The first that caught my eye this week is to see in the NZHerald the mayor of Auckland was caught in a major traffic jam as he was trying to get to the airport, and the airport itself was in complete chaos at its domestic terminal.
The second is that Dunedin’s Aurora Energy has had a major grilling about thousands of dangerously rotting power poles.
To the first, there’s a growing catastrophe about managing the whole of Auckland’s transport and its overall growth specifically concerning tourism growth. Auckland Council wilfully refuses to use the power it has to coordinate it.
Auckland Council owns 25% of Auckland International Airport Ltd. It does not have a seat on that board. Instead it passively manages that investment through another entity, ACIL. Despite this shareholding, and its place within Auckland, its development plan fails to even mention the Unitary Plan.
And it’s not as if its plans weren’t publicised.
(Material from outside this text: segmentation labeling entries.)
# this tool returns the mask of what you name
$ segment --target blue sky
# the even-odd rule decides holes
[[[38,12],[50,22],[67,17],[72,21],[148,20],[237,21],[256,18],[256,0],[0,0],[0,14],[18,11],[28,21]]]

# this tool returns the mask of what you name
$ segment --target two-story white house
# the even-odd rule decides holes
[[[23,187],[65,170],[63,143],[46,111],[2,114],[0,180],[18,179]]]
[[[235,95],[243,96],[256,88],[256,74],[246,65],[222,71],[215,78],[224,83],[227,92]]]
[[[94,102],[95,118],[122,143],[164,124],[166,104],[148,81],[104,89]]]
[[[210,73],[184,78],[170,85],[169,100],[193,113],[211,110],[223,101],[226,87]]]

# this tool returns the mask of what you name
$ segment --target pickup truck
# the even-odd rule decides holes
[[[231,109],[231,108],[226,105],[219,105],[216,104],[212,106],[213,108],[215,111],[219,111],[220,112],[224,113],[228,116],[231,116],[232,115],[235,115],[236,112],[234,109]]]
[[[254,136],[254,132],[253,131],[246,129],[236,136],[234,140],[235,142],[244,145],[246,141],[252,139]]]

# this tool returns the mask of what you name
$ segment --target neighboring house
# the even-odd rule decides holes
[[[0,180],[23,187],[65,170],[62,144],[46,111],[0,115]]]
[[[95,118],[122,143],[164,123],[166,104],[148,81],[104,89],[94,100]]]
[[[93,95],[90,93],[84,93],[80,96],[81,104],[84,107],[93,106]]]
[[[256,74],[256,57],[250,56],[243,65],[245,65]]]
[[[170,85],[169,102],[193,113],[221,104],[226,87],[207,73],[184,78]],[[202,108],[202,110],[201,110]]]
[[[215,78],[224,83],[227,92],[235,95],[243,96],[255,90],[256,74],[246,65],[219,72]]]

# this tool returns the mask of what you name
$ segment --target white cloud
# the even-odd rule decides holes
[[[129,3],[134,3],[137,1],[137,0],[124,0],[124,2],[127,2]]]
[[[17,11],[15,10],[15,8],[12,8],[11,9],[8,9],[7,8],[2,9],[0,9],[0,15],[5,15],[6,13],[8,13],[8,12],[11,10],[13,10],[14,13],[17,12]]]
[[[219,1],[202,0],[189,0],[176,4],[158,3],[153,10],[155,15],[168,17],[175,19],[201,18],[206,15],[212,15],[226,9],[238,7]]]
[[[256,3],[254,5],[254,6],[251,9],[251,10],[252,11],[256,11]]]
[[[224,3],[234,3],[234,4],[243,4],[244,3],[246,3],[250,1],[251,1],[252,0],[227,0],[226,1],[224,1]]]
They bought out the cover the NZHerald for it, as well as going nationwide.
The Mayor could disband the useless ACIL, get the appropriate number of board members on it, and use that real voting power around the table to require the integration of Auckland Airport’s development plans with Auckland Transport, and Council’s development arm Panuku, and indeed other agencies like NZTA, Kiwirail, indeed any other agency. As Hobsonville’s redevelopment shows, it doesn’t have to be this way.
Auckland Airport instead simply uses its legal status as a state within a state to grow exactly the way it wants and to its own speed. That is a sustained failure of governance that should and can be fixed right now. Auckland Council’s response was to ‘form a taskforce’.
In the second instance, a Mr Richard Healey of Dunedin, longstanding Delta/Aurora employee went on television stating that thousands of Dunedin-area power poles were in such poor condition that lives and property were at major risk.
Delta and Aurora ducked for cover fast. But Mr Healey was persistent. WorkSafe got involved. E Tu got involved. Over November this year the pressure on the shareholder Council grew. Deloittes did a damaging review of its asset management, which was tabled at Council recently.
Today in the ODT, resigning longstanding board member Stuart McLaughlan blamed it back on the Council that had needed funds for many years to fund the stadium.
Gotta love how much use his fees were then if he was that effective with his own shareholder.
Between the Council and the company is Dunedin City Holdings Ltd. They have delivered as much value to Dunedin City Council in this matter as ACIL has to Auckland Council.
Now, we won’t see the rollback of the entire 1989 local government reforms that installed this kind of rent-seeking governance behaviour, nor the Bradford electricity network reforms. But there’s far too much ineffective governance, not enough bold and direct democratic accountability, and not enough coherence across the public sphere.
The results in Dunedin and Auckland of weak democratic oversight and an absence of wisdom in running the whole of a city is stark. This stuff is gradual and not very sexy and hard to change, but when it goes wrong, it goes almighty wrong and affects tens of thousands of people immediately. Our cities need to govern wisely and act with strength.